Experimental design of Pectinex Ultra SP-L enzyme pretreatment process using Hongyoung Experiment number X _One X ₂ X ₃ Conc . of enzymatic  activity ( mL / 100L) Temperature (° C) Time ( hr ) One 0 -One One One 20 8 2 0 One -One One 60 2 3 0 0 0 One 40 5 4 0 -One -One One 20 2 5 -One 0 One 0.5 40 8 6 -One -One 0 0.5 20 5 7 -One 0 -One 0.5 40 2 8 0 0 0 One 40 5 9 One One 0 1.5 60 5 10 0 0 0 One 40 5 11 One 0 -One 1.5 40 2 12 One 0 One 1.5 40 8 13 One -One 0 1.5 20 5 14 0 One One One 60 8 15 -One One 0 0.5 60 5

Experimental Example  5-2: Hongyoung  Used Pectinex Ultra SP Measurement of yield and freeze-drying yield after enzyme pretreatment of -L

The yield and lyophilization yield after enzyme pretreatment were measured based on the above experimental design, and the results are shown in the following table.

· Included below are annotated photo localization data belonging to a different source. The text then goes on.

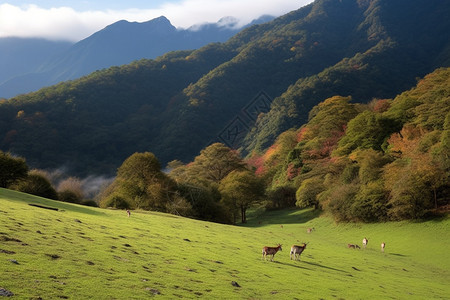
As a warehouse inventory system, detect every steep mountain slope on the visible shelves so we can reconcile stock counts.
[0,37,72,85]
[0,16,273,98]
[0,0,450,173]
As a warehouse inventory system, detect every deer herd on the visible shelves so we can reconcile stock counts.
[262,228,386,261]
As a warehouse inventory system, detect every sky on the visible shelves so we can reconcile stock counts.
[0,0,312,42]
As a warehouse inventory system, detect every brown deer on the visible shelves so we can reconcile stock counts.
[306,227,316,233]
[363,238,369,249]
[262,244,283,261]
[347,244,361,249]
[289,243,307,260]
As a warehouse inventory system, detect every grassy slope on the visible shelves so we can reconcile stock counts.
[0,189,450,299]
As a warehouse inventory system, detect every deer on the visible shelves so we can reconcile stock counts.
[347,244,361,249]
[306,227,316,233]
[262,244,283,261]
[289,243,307,260]
[363,238,369,249]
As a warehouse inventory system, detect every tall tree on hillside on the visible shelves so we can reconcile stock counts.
[0,151,28,188]
[219,170,264,223]
[188,143,244,183]
[109,152,174,211]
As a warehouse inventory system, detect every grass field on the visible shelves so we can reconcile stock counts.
[0,189,450,299]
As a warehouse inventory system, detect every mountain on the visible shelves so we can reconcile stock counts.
[0,16,273,98]
[0,0,450,174]
[0,37,72,84]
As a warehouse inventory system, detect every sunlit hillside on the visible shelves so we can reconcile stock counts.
[0,189,450,299]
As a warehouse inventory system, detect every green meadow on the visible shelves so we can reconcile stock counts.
[0,189,450,299]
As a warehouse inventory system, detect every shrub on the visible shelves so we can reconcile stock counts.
[101,195,130,209]
[10,172,58,200]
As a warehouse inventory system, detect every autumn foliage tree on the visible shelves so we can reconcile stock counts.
[219,170,264,223]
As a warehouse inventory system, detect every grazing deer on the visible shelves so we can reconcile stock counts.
[262,244,283,261]
[289,243,307,260]
[363,238,369,249]
[347,244,361,249]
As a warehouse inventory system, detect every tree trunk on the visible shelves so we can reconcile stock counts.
[241,205,247,224]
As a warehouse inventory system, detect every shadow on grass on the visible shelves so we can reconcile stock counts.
[0,188,104,215]
[272,260,312,271]
[241,208,320,227]
[303,261,348,273]
[389,253,408,257]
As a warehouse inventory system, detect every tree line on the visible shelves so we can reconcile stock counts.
[0,68,450,223]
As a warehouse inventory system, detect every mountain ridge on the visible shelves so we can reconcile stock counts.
[0,16,273,98]
[0,0,450,174]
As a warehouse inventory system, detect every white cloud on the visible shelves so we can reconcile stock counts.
[0,0,312,41]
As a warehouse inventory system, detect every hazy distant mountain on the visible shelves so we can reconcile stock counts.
[0,0,450,175]
[0,16,273,98]
[0,37,73,85]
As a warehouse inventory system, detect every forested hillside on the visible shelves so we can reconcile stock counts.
[0,0,450,175]
[248,68,450,222]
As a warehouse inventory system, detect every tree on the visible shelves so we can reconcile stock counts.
[0,151,28,188]
[10,170,58,200]
[108,152,174,211]
[219,170,264,223]
[190,143,244,183]
[295,177,325,209]
[56,177,84,203]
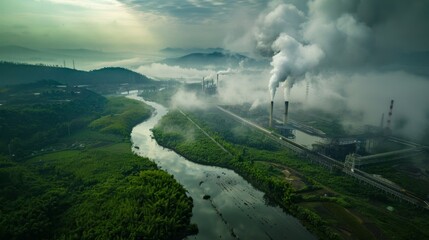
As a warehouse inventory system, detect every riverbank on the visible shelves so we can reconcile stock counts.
[0,97,197,239]
[130,96,315,240]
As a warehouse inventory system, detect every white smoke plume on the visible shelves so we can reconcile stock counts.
[216,67,234,75]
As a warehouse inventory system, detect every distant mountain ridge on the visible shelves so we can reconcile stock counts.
[0,62,155,86]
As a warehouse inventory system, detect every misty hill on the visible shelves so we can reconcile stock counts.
[0,62,154,86]
[161,52,266,68]
[0,45,39,56]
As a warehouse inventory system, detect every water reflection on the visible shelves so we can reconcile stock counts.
[129,94,315,239]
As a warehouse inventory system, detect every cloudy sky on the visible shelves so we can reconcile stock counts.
[0,0,429,51]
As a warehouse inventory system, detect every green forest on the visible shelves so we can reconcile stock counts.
[153,109,429,239]
[0,81,198,239]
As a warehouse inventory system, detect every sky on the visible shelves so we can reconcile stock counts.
[0,0,429,139]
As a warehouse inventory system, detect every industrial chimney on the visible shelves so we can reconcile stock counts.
[268,101,274,128]
[386,100,393,132]
[283,101,289,125]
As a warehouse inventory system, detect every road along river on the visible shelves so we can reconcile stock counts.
[128,94,316,239]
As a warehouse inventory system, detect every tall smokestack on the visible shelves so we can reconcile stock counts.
[268,101,274,128]
[201,77,204,93]
[283,101,289,125]
[386,100,393,132]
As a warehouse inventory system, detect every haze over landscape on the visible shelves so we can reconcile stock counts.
[0,0,429,239]
[0,0,429,140]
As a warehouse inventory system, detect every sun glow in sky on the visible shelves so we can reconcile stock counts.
[0,0,163,51]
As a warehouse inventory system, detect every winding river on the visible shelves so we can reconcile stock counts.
[128,93,316,239]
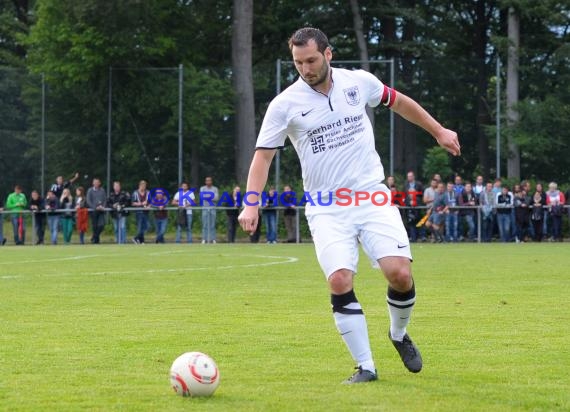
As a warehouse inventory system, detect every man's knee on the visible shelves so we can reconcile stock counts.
[328,269,353,295]
[386,265,414,292]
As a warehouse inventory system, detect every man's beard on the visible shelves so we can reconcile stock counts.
[301,60,329,87]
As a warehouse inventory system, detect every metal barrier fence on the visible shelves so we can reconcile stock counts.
[0,205,570,244]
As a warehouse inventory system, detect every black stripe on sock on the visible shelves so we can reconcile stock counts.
[386,300,415,309]
[333,308,364,315]
[388,283,416,302]
[331,289,364,315]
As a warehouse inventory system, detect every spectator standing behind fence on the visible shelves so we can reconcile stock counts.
[422,179,438,209]
[459,182,478,242]
[49,172,79,199]
[495,186,514,242]
[172,182,196,243]
[479,182,496,242]
[107,180,131,245]
[0,197,6,246]
[536,183,550,239]
[87,177,107,244]
[546,182,566,242]
[152,190,168,243]
[225,186,241,243]
[261,186,277,244]
[404,171,426,242]
[5,185,28,245]
[426,180,447,243]
[59,188,74,245]
[514,185,531,243]
[444,179,459,242]
[473,176,485,199]
[200,176,220,243]
[530,192,545,242]
[281,185,297,243]
[453,175,465,198]
[75,186,89,245]
[131,180,150,245]
[45,190,59,245]
[521,180,534,239]
[564,188,570,229]
[29,190,46,245]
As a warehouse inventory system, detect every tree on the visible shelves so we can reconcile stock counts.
[232,0,256,182]
[507,7,521,179]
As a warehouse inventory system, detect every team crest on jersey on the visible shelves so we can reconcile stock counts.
[342,86,360,106]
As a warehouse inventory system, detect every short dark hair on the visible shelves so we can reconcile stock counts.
[289,27,331,53]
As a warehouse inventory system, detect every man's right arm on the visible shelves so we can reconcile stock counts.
[238,149,277,232]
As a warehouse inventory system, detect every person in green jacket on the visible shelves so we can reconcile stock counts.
[4,185,28,245]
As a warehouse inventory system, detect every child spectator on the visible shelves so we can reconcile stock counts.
[75,186,89,245]
[59,188,74,245]
[45,190,59,245]
[30,190,46,245]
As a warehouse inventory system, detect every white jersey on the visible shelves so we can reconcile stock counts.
[256,69,387,199]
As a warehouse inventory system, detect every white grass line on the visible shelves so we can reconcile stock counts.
[89,255,299,275]
[0,255,104,265]
[0,255,299,279]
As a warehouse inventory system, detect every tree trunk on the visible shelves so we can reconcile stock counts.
[473,0,491,180]
[232,0,256,182]
[388,10,419,176]
[507,7,521,179]
[349,0,374,129]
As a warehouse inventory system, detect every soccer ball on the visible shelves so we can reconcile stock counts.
[170,352,220,396]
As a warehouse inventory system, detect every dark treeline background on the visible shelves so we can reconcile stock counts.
[0,0,570,196]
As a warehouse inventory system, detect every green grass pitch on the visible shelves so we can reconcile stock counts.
[0,244,570,411]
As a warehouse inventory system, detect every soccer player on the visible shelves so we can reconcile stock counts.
[239,28,460,384]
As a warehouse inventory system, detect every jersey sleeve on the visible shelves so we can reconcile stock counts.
[359,70,396,107]
[357,70,386,107]
[255,98,288,150]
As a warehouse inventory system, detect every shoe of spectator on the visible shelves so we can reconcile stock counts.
[388,331,422,373]
[343,366,378,385]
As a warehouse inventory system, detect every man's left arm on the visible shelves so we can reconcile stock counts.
[390,91,461,156]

Yield and freeze-drying yield after pretreatment with Pectinex Ultra SP-L enzyme Experiment number X _One X ₂ X ₃ Yield after enzyme pre - treatment (%) Yield after freeze  dehydration treatment (%) One 0 -One One 21.24 2.18 2 0 One -One 28.35 2.55 3 0 0 0 32.58 2.74 4 0 -One -One 19.11 2.70 5 -One 0 One 16.06 2.39 6 -One -One 0 21.22 2.64 7 -One 0 -One 18.39 2.06 8 0 0 0 18.29 2.75 9 One One 0 16.03 3.17 10 0 0 0 20.98 3.17 11 One 0 -One 19.91 1.98 12 One 0 One 18.81 2.74 13 One -One 0 20.33 2.74 14 0 One One 13.66 2.31 15 -One One 0 10.14 2.56

As a result, the yield after enzyme treatment was 10.14-32.58%, and after lyophilization, it was 1.98-3.17%.

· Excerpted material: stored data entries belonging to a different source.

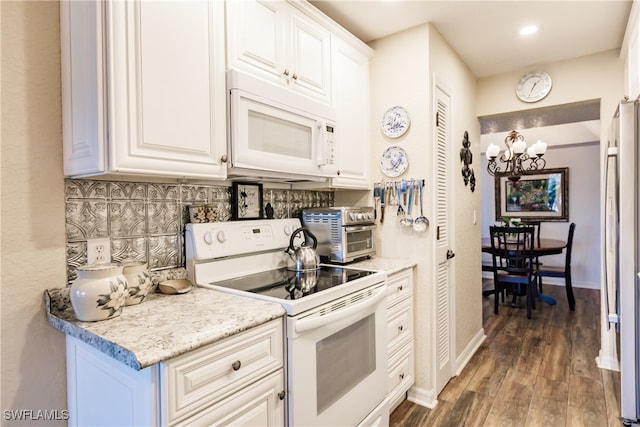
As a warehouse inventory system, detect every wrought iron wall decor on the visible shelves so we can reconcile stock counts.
[460,130,476,193]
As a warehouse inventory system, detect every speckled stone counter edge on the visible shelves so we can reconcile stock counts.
[44,287,285,370]
[345,257,418,275]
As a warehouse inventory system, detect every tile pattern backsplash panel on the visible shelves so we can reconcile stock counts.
[65,179,334,282]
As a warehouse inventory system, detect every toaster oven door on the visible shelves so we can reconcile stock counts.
[343,224,376,262]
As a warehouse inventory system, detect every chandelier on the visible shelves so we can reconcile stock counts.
[487,130,547,182]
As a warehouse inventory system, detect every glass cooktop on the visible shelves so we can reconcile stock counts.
[211,265,375,300]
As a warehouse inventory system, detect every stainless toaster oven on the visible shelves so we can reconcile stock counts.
[302,206,376,264]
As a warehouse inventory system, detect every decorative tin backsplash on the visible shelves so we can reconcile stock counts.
[65,179,334,281]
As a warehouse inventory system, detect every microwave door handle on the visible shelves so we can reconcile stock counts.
[316,120,327,166]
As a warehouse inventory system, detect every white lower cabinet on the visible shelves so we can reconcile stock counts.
[387,269,415,412]
[178,369,285,426]
[67,319,286,426]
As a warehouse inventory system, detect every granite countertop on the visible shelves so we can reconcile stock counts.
[346,256,418,275]
[44,257,417,370]
[44,287,285,370]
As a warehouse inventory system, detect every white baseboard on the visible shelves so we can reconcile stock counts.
[456,328,487,376]
[407,386,438,409]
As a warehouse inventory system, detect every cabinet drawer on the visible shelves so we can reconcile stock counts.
[388,342,415,411]
[161,319,284,424]
[387,269,413,307]
[387,299,413,355]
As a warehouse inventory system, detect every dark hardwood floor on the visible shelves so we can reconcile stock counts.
[390,281,622,427]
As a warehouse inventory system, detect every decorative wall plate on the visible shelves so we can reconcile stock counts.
[380,145,409,178]
[381,106,411,138]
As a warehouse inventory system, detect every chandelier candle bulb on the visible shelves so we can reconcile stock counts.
[504,150,513,160]
[513,139,527,155]
[487,143,500,159]
[533,140,547,156]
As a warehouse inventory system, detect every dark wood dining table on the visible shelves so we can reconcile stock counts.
[482,237,567,305]
[482,237,567,256]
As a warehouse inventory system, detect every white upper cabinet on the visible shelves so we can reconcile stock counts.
[226,0,331,104]
[60,0,227,179]
[332,37,372,189]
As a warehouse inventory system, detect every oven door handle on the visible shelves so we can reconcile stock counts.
[344,224,376,233]
[295,286,387,332]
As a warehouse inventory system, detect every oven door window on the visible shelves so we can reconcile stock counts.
[316,314,376,414]
[346,230,373,254]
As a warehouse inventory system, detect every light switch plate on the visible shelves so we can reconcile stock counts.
[87,237,111,264]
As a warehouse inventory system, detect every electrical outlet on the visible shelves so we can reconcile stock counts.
[87,237,111,264]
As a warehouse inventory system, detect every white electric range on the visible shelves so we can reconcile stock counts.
[185,219,389,426]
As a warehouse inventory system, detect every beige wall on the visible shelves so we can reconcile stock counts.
[362,21,482,404]
[0,1,67,425]
[476,50,624,149]
[477,50,624,289]
[368,25,434,396]
[429,27,484,369]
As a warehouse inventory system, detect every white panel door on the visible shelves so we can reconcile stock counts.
[331,37,371,189]
[434,80,455,393]
[106,0,226,178]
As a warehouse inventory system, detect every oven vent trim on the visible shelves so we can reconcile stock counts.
[302,287,377,319]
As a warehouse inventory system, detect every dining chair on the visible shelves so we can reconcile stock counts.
[489,226,538,319]
[538,222,576,311]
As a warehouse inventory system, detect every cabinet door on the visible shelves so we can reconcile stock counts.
[227,0,331,104]
[226,0,287,85]
[106,0,226,178]
[286,12,331,103]
[180,369,285,427]
[332,37,371,189]
[66,335,159,426]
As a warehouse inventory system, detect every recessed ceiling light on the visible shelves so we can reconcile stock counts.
[520,25,538,36]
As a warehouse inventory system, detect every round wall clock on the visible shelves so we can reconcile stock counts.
[516,71,551,102]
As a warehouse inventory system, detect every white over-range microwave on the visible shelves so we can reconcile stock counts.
[227,70,338,181]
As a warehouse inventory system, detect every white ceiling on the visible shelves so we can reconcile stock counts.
[311,0,632,78]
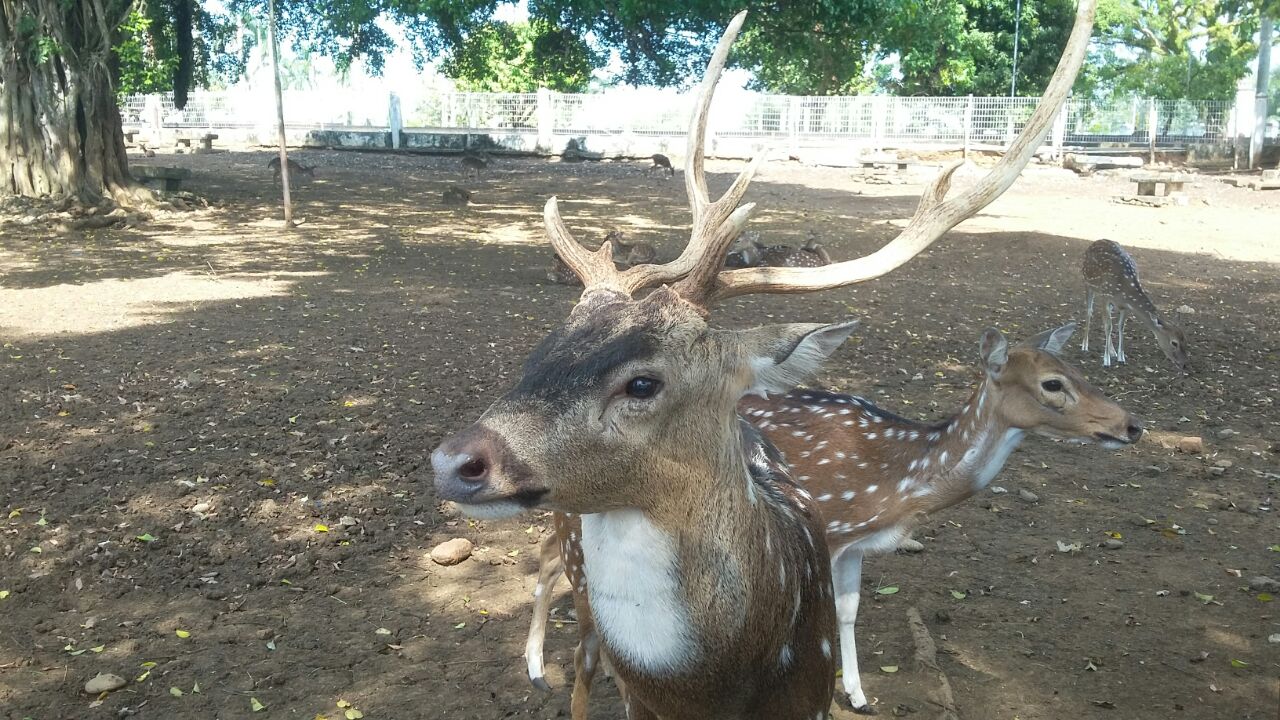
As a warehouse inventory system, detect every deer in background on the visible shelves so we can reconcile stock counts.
[525,324,1142,720]
[431,13,855,720]
[724,232,831,268]
[645,152,676,178]
[604,231,658,268]
[1080,240,1190,373]
[431,0,1094,720]
[506,0,1094,720]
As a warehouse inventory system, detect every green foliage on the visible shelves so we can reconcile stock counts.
[440,20,599,92]
[1087,0,1260,100]
[884,0,1075,95]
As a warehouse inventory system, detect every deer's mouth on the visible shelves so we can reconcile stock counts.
[1093,433,1130,450]
[431,428,547,518]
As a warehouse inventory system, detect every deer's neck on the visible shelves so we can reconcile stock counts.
[582,417,808,676]
[908,379,1025,509]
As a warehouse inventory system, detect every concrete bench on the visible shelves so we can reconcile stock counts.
[1129,173,1193,197]
[129,165,191,192]
[858,158,911,170]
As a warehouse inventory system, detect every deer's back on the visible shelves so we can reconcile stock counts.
[1080,240,1143,297]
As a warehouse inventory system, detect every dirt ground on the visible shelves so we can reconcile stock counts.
[0,151,1280,720]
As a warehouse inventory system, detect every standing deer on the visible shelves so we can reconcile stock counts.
[431,13,849,720]
[504,0,1096,720]
[646,152,676,178]
[525,324,1142,720]
[440,184,471,208]
[1080,240,1190,373]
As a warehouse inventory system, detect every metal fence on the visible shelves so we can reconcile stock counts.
[120,88,1275,147]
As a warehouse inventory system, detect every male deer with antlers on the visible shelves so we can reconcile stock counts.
[431,0,1093,720]
[525,324,1142,720]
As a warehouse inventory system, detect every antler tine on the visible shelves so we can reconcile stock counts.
[709,0,1097,301]
[599,10,763,297]
[543,196,630,295]
[685,10,746,228]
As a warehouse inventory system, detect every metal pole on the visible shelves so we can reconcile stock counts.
[1009,0,1023,97]
[266,0,293,228]
[1249,14,1271,170]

Experimental Example  5-3: Hongyoung  Used Pectinex Ultra SP Measurement of total anthocyanin content after enzyme pretreatment of -L

After the Pectinex Ultra SP-L enzyme was pretreated, the total anthocyanin content was measured. The results are shown in the table below.

Total anthocyanin content after pretreatment with Pectinex Ultra SP-L enzyme using Hongyeong Experiment number X _One X ₂ X ₃ Total  anthocyanin (%, dry weight ) One 0 -One One 1.79 + 0.04 2 0 One -One 1.95 + - 0.12 3 0 0 0 1.42 + 0.17 4 0 -One -One 1.65 0.36 5 -One 0 One 2.28 + 0.04 6 -One -One 0 1.52 + 0.15 7 -One 0 -One 1.95 + 0.03 8 0 0 0 2.10 ± 0.11 9 One One 0 1.42 ± 0.09 10 0 0 0 2.11 + 0.07 11 One 0 -One 2.09 ± 0.28 12 One 0 One 2.15 + - 0.10 13 One -One 0 1.46 ± 0.16 14 0 One One 1.66 + 0.09 15 -One One 0 1.44 ± 0.05

As a result, as shown in the above table, the enzyme treatment conditions with the highest total anthocyanin content were 0.5 mL / 100 L of enzyme (Pectinex Ultra SP-L) concentration, enzyme treatment temperature of 40 ° C. and enzyme treatment time of 8 hours. Total anthocyanin content was 2.28%. On the other hand, the total anthocyanin content was 0.61% in the untreated (Table 2), indicating that the treatment with Pectinex Ultra SP-L significantly improved the total anthocyanin content by 3.7 times.

Experimental Example  5-4: Hongyoung  Used Pectinex Ultra SP Analysis of the distribution of total anthocyanin content after enzyme treatment of -L

The analysis of variance of total anthocyanin content, the regression coefficient of the secondary polynomial regression curve, and the fitness test of the secondary polynomial regression equation were performed after treatment with Pectinex Ultra SP-L enzyme using Hongyeong. The results are shown in the following table.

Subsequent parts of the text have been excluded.